Seventy Second World Health Assembly, Geneva;
20-28 May 2019
Address by Hon. Dr Rajitha Senaratne, Minister of Health, Nutrition and Indigenous Medicine, Sri Lanka
Director General, Excellences, ladies and gentlemen,
At the outset, on behalf of the government of Sri Lanka, let me appreciate the leadership of Dr. Tedros, Director-General WHO for moving forward untiringly the WHO mandate in shaping global health.
Excellences and distinguished delegates,
I am happy to report that Sri Lanka has made further progress in health care delivery since the last WHA. The National Policy on Health care delivery for UHC is now being implemented through the adoption of a Five year Action plan. At sub national level too, plans have been prepared, and are at an early stage of implementation with the support of our development partners, namely, the WB and ADB.
Sri Lanka has enjoyed Universal Health coverage for almost seven decades through a comprehensive, completely free at the point of delivery health care system incorporating promotive, preventive, curative, rehabilitation care, fully supported by the Government. Providing such a system is challenging but we are committed to move forward. The policy reform spells out a revitalization, reorganization and retooling process emphasizing primary health care strengthening. I am happy to report that the Essential Service Package thus developed was launched on World Health Day this year, with technical support from the WHO.

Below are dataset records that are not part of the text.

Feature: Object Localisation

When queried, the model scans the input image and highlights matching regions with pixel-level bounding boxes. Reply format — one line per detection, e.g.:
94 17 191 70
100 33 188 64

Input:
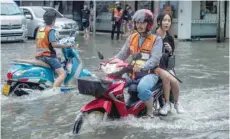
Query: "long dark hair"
156 11 172 30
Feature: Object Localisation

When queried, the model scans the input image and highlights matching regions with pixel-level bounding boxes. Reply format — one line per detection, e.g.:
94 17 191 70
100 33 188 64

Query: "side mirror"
25 14 32 19
132 53 142 60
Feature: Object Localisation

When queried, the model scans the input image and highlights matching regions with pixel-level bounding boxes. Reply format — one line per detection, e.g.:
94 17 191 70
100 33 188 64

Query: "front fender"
80 99 112 114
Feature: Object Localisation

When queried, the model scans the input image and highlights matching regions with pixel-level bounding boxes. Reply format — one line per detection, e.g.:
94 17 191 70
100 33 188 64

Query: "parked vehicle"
2 31 92 96
20 6 77 38
0 0 27 42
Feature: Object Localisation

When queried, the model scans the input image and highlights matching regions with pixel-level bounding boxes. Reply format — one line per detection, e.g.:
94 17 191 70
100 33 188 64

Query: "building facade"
17 0 229 39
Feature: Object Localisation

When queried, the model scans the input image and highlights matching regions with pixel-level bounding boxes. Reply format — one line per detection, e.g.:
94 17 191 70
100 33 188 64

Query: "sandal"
142 114 154 119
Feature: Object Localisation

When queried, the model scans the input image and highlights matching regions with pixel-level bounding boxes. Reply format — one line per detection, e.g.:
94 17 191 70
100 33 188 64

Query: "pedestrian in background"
122 4 129 36
81 3 90 39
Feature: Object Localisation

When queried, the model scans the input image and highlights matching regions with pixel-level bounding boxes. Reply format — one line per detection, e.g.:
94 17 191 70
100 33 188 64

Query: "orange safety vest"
36 27 56 57
130 33 156 78
113 8 123 17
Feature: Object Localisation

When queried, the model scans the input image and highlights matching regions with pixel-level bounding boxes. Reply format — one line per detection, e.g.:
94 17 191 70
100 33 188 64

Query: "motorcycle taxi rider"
36 10 73 87
112 9 163 118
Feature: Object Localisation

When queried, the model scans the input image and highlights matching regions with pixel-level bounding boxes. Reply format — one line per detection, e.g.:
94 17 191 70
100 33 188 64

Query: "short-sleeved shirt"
81 9 90 22
49 29 57 42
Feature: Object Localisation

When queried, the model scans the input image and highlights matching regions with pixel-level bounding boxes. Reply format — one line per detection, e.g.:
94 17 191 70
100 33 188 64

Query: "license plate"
2 84 10 96
7 37 15 41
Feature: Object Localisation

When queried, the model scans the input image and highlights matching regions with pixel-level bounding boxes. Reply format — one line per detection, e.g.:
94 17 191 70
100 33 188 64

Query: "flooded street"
1 35 229 139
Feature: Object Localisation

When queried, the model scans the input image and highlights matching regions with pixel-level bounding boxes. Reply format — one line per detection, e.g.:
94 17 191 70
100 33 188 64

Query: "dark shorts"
82 21 89 29
36 57 62 70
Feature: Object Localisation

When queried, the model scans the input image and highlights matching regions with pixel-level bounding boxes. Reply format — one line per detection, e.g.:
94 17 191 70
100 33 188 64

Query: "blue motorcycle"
2 30 92 96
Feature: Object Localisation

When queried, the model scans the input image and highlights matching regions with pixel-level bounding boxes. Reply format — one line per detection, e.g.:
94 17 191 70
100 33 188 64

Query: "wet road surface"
1 35 229 139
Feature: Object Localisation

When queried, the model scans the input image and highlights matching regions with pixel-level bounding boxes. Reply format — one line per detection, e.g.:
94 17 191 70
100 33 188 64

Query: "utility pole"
93 0 96 36
216 1 225 42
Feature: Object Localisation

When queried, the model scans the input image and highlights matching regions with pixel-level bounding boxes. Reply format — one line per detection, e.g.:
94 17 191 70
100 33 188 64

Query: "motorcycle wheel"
11 82 42 96
73 110 106 135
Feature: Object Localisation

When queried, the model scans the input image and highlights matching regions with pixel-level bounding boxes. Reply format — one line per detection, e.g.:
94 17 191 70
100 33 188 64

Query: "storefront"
159 1 229 39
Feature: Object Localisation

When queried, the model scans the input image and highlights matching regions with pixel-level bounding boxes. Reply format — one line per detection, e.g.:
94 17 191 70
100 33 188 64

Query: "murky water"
1 35 229 139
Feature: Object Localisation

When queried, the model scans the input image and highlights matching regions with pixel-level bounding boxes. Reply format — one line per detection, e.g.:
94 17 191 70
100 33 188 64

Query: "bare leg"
170 77 180 103
53 68 66 87
144 98 153 116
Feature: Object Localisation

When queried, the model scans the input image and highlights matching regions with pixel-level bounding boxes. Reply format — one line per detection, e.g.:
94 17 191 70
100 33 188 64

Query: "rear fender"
80 99 112 114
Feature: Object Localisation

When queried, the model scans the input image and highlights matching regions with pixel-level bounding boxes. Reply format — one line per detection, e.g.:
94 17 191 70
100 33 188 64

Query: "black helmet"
43 10 56 25
132 9 154 31
157 11 172 27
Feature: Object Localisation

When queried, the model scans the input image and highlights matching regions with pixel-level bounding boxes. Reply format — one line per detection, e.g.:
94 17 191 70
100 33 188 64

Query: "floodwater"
1 35 229 139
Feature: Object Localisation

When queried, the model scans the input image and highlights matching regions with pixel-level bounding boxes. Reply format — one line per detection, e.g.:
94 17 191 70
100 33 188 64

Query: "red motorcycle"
73 52 173 135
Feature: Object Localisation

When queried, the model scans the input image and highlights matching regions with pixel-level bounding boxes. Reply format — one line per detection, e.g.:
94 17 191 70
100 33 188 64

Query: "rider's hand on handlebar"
66 44 74 48
133 65 141 72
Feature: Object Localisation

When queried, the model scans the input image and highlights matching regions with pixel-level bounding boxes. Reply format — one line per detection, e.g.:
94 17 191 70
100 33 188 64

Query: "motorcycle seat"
14 59 51 68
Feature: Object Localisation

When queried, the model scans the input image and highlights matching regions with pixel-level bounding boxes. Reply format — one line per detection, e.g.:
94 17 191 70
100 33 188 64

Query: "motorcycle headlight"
22 24 27 30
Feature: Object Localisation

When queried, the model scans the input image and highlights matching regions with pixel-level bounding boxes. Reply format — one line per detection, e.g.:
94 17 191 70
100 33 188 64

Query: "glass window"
32 7 63 18
0 3 23 15
200 1 217 14
160 1 178 18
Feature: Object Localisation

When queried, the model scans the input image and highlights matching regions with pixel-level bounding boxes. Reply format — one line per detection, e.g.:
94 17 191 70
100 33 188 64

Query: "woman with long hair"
156 12 184 115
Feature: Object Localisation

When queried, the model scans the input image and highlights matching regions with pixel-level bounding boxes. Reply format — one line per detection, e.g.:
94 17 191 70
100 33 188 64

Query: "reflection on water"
1 35 229 139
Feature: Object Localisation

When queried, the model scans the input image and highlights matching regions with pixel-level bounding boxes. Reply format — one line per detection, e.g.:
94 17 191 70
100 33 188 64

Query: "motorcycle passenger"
156 12 183 115
115 9 163 118
36 10 72 87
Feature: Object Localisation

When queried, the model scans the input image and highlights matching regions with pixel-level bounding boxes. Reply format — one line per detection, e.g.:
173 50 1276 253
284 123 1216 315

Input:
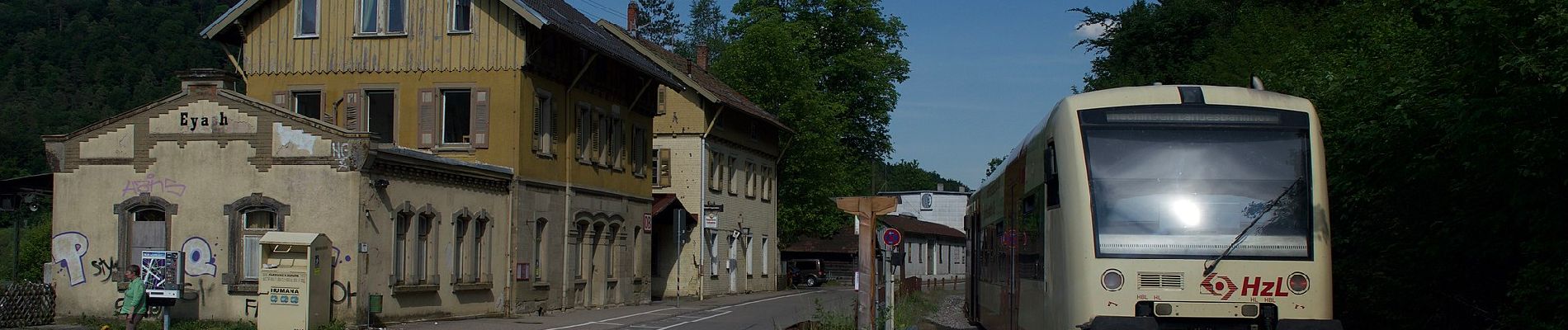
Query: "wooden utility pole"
834 196 899 328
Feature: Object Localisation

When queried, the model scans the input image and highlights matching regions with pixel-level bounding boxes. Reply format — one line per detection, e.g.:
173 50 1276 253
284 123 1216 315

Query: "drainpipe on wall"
560 53 599 309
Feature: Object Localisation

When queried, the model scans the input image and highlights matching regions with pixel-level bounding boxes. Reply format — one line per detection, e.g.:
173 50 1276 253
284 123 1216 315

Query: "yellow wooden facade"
229 0 657 199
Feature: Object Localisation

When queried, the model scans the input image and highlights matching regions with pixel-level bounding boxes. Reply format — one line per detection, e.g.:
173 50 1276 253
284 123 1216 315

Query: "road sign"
883 229 903 248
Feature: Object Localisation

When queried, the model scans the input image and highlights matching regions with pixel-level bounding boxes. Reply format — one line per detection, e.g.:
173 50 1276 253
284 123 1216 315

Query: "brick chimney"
697 42 707 70
626 0 636 36
176 68 240 96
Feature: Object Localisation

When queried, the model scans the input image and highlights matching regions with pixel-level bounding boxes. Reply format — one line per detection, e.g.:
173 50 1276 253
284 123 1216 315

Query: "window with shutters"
362 89 397 144
224 194 289 285
707 152 725 192
289 91 322 119
295 0 322 37
441 89 474 144
354 0 408 36
447 0 474 33
573 103 593 164
759 166 773 202
725 157 740 196
533 89 555 157
746 161 758 199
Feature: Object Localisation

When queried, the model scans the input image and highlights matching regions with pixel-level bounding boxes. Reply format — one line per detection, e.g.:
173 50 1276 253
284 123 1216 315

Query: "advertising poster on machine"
141 250 185 299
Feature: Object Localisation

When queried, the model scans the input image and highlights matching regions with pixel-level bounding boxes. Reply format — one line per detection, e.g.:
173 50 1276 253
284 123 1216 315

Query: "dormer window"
295 0 322 37
447 0 474 33
357 0 408 36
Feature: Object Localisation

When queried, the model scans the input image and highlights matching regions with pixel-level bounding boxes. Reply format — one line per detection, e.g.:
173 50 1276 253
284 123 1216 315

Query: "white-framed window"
573 101 593 164
411 214 436 285
533 89 557 157
289 91 322 119
295 0 322 37
451 214 469 283
447 0 474 33
725 157 740 196
354 0 408 36
707 230 718 276
392 213 414 285
469 218 489 283
441 89 474 144
531 218 549 281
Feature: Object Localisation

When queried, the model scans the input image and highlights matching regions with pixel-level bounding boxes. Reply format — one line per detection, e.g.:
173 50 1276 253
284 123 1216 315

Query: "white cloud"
1073 22 1110 37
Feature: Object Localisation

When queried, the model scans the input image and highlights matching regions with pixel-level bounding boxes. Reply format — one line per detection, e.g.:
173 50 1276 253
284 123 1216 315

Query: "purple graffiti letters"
119 173 185 197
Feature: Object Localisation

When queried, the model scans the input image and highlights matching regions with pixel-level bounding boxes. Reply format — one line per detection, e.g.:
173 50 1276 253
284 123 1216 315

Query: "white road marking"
545 307 681 330
711 291 822 311
659 311 732 330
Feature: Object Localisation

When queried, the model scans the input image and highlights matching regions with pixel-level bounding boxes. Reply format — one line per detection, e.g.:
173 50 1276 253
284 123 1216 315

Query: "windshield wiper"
1202 177 1306 277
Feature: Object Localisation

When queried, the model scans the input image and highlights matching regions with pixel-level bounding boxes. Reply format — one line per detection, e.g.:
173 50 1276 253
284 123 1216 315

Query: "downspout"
561 53 599 309
695 105 725 300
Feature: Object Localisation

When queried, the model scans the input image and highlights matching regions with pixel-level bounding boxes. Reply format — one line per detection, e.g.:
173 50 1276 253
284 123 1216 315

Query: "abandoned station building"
44 0 809 323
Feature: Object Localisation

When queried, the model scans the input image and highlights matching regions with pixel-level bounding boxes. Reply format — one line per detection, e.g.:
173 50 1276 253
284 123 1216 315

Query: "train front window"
1084 110 1312 258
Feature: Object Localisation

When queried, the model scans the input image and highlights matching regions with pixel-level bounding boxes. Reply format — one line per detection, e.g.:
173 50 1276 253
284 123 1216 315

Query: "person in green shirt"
119 264 148 330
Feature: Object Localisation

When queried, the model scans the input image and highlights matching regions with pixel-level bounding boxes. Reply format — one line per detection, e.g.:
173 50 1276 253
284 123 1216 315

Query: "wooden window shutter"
273 91 293 108
533 96 549 152
418 87 436 148
343 89 366 131
654 148 669 186
469 87 491 148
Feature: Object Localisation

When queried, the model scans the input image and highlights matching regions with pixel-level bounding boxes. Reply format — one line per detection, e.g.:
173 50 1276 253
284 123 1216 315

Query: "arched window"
531 218 549 281
110 192 179 281
469 210 491 283
223 192 289 293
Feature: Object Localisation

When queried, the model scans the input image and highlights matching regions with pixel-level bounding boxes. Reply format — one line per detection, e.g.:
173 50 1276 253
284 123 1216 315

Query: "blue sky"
568 0 1132 187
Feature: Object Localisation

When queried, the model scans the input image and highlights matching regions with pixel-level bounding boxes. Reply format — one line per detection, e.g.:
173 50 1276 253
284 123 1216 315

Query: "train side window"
1046 141 1061 210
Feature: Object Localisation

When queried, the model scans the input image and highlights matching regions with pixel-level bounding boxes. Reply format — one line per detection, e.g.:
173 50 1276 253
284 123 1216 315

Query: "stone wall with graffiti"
45 86 367 323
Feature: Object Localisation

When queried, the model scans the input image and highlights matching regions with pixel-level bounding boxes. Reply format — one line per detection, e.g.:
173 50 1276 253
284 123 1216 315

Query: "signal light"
1291 272 1312 294
1099 269 1126 291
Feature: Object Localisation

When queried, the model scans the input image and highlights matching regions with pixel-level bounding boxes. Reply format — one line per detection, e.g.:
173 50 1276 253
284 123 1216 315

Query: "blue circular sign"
883 229 903 248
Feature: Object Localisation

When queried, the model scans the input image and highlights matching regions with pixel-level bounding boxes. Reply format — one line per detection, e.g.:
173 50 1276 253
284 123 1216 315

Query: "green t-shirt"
119 278 148 314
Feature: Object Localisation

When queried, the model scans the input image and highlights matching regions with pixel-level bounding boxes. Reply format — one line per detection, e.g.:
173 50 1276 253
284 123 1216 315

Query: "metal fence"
0 281 55 328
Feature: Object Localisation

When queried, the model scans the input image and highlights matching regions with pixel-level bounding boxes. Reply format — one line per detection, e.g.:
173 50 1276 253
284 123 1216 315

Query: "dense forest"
1077 0 1568 328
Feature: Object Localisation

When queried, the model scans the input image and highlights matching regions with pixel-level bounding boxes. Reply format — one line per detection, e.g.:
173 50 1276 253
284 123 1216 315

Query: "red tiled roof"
636 37 791 130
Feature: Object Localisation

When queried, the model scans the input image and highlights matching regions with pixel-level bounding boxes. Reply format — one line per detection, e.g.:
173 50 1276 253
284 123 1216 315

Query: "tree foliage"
712 0 909 238
676 0 730 61
636 0 682 49
1079 0 1568 328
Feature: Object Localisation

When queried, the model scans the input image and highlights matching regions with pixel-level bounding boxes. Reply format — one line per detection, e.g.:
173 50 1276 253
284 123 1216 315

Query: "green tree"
676 0 730 61
636 0 682 49
712 0 909 238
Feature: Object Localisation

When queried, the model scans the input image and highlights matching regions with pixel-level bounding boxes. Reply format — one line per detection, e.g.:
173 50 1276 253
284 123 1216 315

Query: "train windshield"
1080 110 1312 260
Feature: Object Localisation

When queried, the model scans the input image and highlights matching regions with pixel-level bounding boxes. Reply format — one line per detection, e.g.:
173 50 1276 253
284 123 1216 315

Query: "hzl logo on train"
1198 272 1291 300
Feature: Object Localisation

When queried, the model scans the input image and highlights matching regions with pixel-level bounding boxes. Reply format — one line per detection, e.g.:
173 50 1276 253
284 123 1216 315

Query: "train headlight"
1099 269 1124 291
1291 272 1312 294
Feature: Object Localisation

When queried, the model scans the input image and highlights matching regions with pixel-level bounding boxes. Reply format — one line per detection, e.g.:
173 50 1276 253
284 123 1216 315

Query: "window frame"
359 86 400 144
293 0 322 39
223 192 291 293
436 87 475 147
354 0 408 37
447 0 474 35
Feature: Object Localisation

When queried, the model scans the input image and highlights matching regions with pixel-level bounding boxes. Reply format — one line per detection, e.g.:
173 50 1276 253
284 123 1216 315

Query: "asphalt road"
387 286 855 330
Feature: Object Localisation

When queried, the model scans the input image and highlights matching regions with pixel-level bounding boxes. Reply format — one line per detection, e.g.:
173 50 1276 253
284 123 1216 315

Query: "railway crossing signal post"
833 196 899 328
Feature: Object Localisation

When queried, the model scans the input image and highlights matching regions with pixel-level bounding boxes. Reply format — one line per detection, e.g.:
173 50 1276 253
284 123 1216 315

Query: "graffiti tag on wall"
119 173 185 197
181 236 218 277
50 232 87 286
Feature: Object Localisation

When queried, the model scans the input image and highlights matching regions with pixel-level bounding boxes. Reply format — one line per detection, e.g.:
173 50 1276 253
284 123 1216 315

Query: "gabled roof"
201 0 683 89
599 21 793 131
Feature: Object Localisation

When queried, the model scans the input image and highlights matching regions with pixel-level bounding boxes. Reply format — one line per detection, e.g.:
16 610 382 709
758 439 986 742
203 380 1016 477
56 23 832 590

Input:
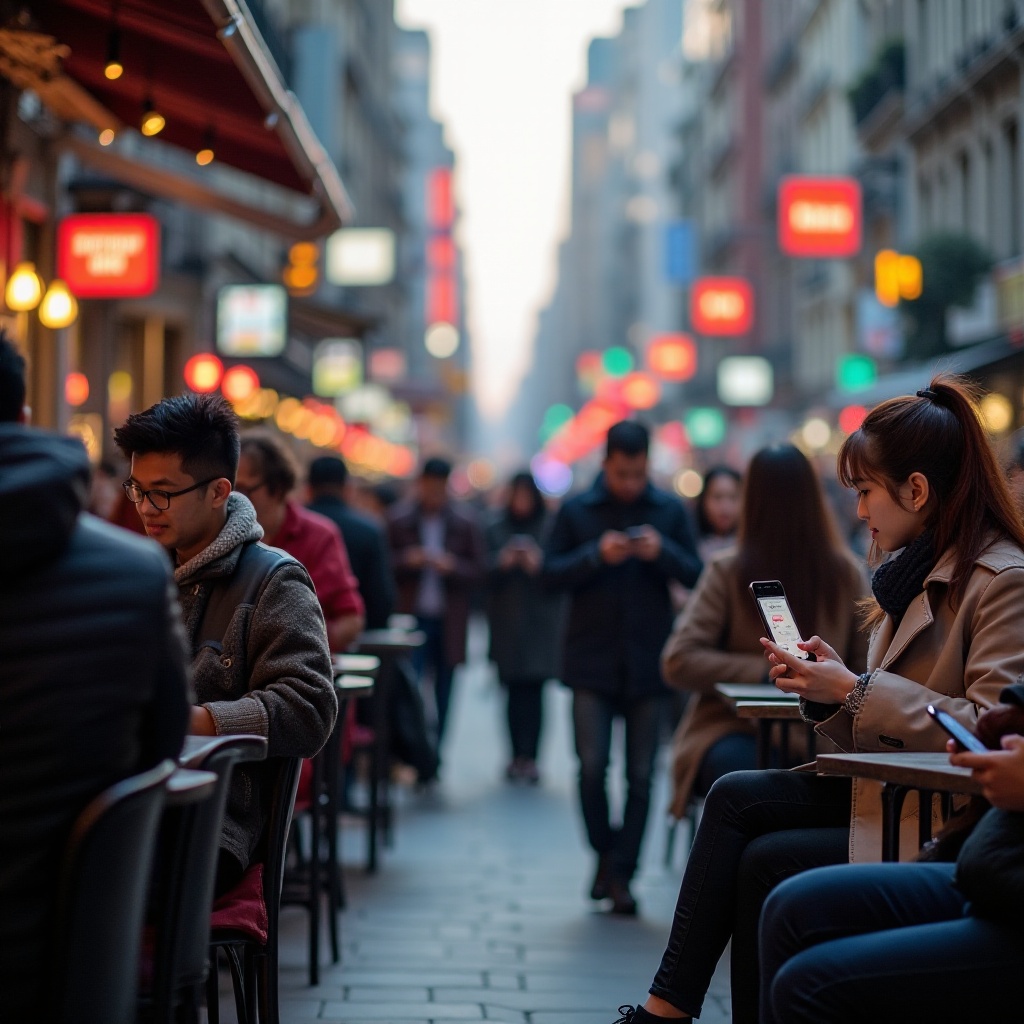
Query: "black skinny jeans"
650 771 850 1024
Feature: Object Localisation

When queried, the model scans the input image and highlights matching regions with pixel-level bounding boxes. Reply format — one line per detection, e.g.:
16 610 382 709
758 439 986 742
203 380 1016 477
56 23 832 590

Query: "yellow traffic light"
874 249 924 306
281 242 319 296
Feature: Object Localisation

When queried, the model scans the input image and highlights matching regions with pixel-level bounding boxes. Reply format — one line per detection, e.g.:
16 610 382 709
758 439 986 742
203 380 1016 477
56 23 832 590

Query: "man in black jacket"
0 335 188 1024
544 421 700 914
306 455 394 630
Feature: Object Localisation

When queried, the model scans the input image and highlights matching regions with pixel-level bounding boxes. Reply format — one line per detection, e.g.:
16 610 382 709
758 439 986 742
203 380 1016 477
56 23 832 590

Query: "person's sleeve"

Excellences, Ladies and Gentlemen
Our interventions to address NCDs are noteworthy to mention. The prevention and early detection program for NCDs is being further strengthened through 846 Healthy life style centers and 906 Well Women Clinics established island-wide. We have introduced an 90% tobacco tax, plain packaging, restrictions on sale and marketing which are expected to further reduce smoking from present 13%. We have also introduced a Traffic light system of labelling for sugar and salt and transfat for confectionaries. A sugar tax for sweetened drinks is also imposed.
The ongoing primary care reform process will further support addressing chronic NCDs. My Ministry has made several important interventions to reduce out of pocket expenses of patients by making curative services more affordable to the public while making the essential drugs for NCDs more available through domestic production programs we have initiated including fixing of maximum retail prices for the 48 most commonly used drugs, 16 of which are important in addressing NCDs. Further 25 was added to this list since my address to this assembly last year. Quality intra-ocular lenses, cardiac stents, cochlear implants, prosthesis, cancer drugs, bone marrow and organ transplant are some of the services provided to patients seeking treatment at government hospitals free of charge. My Ministry has also upgraded the laboratory facilities in government hospitals, including the introduction of auto analyzers to handle the ever increasing analytical work load which will enable patients to get almost all the essential investigations done through the hospital reducing the financial burden on the patients.
To mitigate the ckdu problem, we have already installed 600 Dialysis machines in high risk areas soon to be increased to 900 by the year end and also supported by a domestic peritoneal dialysis programme. And a government supported renal transplant programme is working well
In order to maintain Malaria and Filariasis ‘Free’ status and to prevent their reintroduction via inbound migrants we hope to introduce an inbound health assessment scheme shortly. To address TB, HIV, Dengue, Malaria and Filariasis, soon we shall adopt, an inclusive approach to assess and treat long-term resident migrants - we do not want to leave any one behind!
However I have to admit that all is not rosy. Our reforms have critical challenges to overcome. Human Resources are a critical factor, and we would need not only mechanisms to increase the pool of suitably qualified personnel and their recruitment, but also to assess their performance periodically in the context of primary care reforms. Government initiatives to increase provisions for specialized training for medical personnel, setting up of three new medical faculties, a new faculty to train 2000 nurses and introduction of degree programmes for para-medical staffs are some of the initiatives to address the shortage.
Yet another important area that we are attempting to address is changing the mind set of people in seeking treatment from secondary or tertiary facilities rather than going to the closest primary care hospital, under a scheme which will adopt a family medical model with empaneled population and a built in referral system .
In conclusion I wish to take this opportunity to thank the DG for his drive towards primary care strengthening. In this respect I have no doubt that the Astana Declaration is indeed a timely instrument. I believe in this regard Sri Lanka has much to contribute along the lines mentioned on an 'operational framework for Primary health care '.
Finally, let me acknowledge the strong technical and partnership support we have received from the World Health Organization over the years, and convey a special word of thanks to you Dr Tedros, Dr. Poonam Singh the Regional Director for South Asia, and the Sri Lanka country office. We look forward to continuing this strong partnership in the years ahead.